For small business, hindsight is 2020: Income inequality hits home
When we look back on 2020, it will be the moment the challenge of income inequality in the United States became inescapably obvious. April 2020 was the best month for the stock market in 33 years, while for most Americans, it was the worst month in 33 years. But what will surprise many is that business leaders in the United States are worried about income inequality, regardless of their politics. While each business leader comes to the issue with his or her own biases, those who advise them, such as lawyers, get to speak confidentially to hundreds of business leaders and can get a wider picture of what they are concerned about as a group.
As the Chairman of the world’s largest law firm, what I see is a transformation within small- to medium-sized businesses happening right now. As one CEO said, “It’s like lightning hitting dry wood — you can feel the makings of a revolution.” While large company CEOS have written about the challenges of income inequality, with investors calling on businesses to be more socially responsible, now small business leaders are coming literally masked face to masked face with how those challenges are impacting their companies.
What the smart CEO sees is that while white collar workers kept working online at home, blissfully complaining about canceling vacations and having to clean their own house, blue collar workers worried about losing jobs, how to pay the rent and keep their kids in an online school when their computer is old and Wi-Fi connections are struggling as much as they are.
White collar workers buy N95 masks and have food delivered, upset about the lack of their favorite recycled, unbleached, toilet paper, while in poorer neighborhoods, where small business may be the only business, the virus ravages what makes up the very community they rely on.
As USA Today reported: “In the poorest neighborhoods, where median household income is less than $35,000, the COVID-19 infection rate was twice as high as in the nation’s wealthiest ZIP codes, with income more than $75,000. Infection rates were five times higher in majority-minority ZIP codes than in ZIP codes with less than 10% nonwhite population.”
A ten-year increase in employment, wages, and the stock market allowed small business leaders to think that income inequality was someone else’s problem. While they thought a rising tide would lift all boats, it’s clear that a tide going out reveals who was swimming naked, and who can’t swim against the current. It is the blatant obviousness of what is going on that has woken up business leaders all over the country.
Their frustration is that it is obvious, but they don’t understand why they should be blamed by activists on the left or the right.
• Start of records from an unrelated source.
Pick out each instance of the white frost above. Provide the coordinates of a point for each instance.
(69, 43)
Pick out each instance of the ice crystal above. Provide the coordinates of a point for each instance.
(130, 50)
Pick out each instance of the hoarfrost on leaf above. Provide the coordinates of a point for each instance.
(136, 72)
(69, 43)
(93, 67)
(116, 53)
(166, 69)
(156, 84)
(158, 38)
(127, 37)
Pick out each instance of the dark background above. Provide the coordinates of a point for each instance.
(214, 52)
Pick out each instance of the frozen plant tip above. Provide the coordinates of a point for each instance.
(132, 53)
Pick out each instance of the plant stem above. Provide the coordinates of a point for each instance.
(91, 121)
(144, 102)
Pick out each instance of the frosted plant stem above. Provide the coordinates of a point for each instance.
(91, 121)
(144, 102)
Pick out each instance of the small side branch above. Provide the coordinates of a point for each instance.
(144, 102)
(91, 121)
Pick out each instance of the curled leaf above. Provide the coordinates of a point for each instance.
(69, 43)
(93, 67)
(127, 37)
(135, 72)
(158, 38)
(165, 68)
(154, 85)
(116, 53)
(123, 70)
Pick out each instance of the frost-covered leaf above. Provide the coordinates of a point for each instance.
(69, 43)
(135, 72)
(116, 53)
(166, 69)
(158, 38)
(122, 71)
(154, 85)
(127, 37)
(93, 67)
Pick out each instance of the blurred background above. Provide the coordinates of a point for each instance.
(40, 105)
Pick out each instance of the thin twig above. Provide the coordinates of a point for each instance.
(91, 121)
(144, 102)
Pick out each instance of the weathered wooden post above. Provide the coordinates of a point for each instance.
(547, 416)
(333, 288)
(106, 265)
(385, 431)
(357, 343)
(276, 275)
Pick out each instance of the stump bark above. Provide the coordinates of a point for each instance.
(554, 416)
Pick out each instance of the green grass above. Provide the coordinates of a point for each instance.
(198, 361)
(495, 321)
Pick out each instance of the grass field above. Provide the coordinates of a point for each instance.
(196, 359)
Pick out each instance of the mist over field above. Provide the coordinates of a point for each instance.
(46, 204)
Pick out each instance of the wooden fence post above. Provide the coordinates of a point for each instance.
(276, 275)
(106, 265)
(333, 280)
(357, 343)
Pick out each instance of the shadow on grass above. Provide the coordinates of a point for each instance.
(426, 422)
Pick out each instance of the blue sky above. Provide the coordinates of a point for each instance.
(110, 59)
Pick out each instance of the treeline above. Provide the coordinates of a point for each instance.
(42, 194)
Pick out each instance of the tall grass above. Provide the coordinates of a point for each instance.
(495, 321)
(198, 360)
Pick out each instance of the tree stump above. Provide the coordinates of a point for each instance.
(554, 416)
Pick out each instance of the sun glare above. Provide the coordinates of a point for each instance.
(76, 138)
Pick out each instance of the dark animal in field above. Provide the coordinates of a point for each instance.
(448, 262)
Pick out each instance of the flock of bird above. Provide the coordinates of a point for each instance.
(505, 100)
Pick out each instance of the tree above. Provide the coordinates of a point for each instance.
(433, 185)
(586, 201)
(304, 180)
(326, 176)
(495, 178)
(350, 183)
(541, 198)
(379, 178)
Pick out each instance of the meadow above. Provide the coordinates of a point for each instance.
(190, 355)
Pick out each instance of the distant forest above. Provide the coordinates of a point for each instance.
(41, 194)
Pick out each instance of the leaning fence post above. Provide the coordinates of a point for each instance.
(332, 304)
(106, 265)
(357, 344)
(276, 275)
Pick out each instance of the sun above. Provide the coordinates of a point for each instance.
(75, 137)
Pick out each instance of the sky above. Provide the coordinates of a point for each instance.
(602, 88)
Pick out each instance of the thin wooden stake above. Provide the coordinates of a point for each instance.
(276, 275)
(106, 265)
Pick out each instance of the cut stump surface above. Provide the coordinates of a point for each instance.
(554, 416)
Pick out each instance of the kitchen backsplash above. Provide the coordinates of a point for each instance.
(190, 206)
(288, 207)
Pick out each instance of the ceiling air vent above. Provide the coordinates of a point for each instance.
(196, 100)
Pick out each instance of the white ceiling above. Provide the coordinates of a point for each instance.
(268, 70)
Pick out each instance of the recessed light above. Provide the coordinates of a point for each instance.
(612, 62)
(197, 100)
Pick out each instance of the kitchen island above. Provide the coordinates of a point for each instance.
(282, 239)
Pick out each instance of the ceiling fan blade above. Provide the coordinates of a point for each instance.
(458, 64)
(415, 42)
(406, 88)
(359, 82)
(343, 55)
Small business leaders are not billionaires — and usually not millionaires — but people who are taking money out of their 401k retirement accounts to keep their companies afloat, terrified that by taking a PPP loan they will be subject to witch hunt investigations. While Oxfam told the CEOs at the World Economic Forum in Davos last year that, “the 26 richest billionaires own as many assets as the 3.8 billion people who make up the poorest half of the planet’s population,” the actual massive “capital class” — those who have put up the money and run most businesses — think the challenge is not about bringing their income down but bringing the bottom up.
As one small company owner told me, “We have failed to stop having people make so much money, so let’s stop focusing on dragging entrepreneurs, financiers, professionals income down — no matter their ethics, no matter how good that would make us all feel — and instead focus on moving the income of those at the bottom up.” It is a natural human reaction to blame those benefiting from the current flawed system, and we should continue to focus on fixing that system, but creativity about how to bring others up — when money seems to be free and we are all suddenly willing to borrow to change our todays on the hope that the spending builds a better tomorrow — is the small business rallying cry.
Small business owners are worried that they will be thrown into the same bathtub with big business and thrown out with the bloody bathwater when business brands get damaged. For example, a small business CEO told me, “I’m just as angry as anyone that the Fed is bailing out big corporations who turn around and buy back their own stock. What about the rest of us who really make business run in America?”
That sentiment — “what about the rest of us?” — is what activists have been saying about income inequality for decades. But now the leaders of small- to medium-sized businesses are listening. What they want — and what we need — is to have conversation, to build bridges, so that business groups all across the country can become advocates for programs that help “the rest of us” who depend on small businesses.
Joe Andrew is the global chairman of Dentons, the world’s largest law firm, and a former national chair of the Democratic National Committee.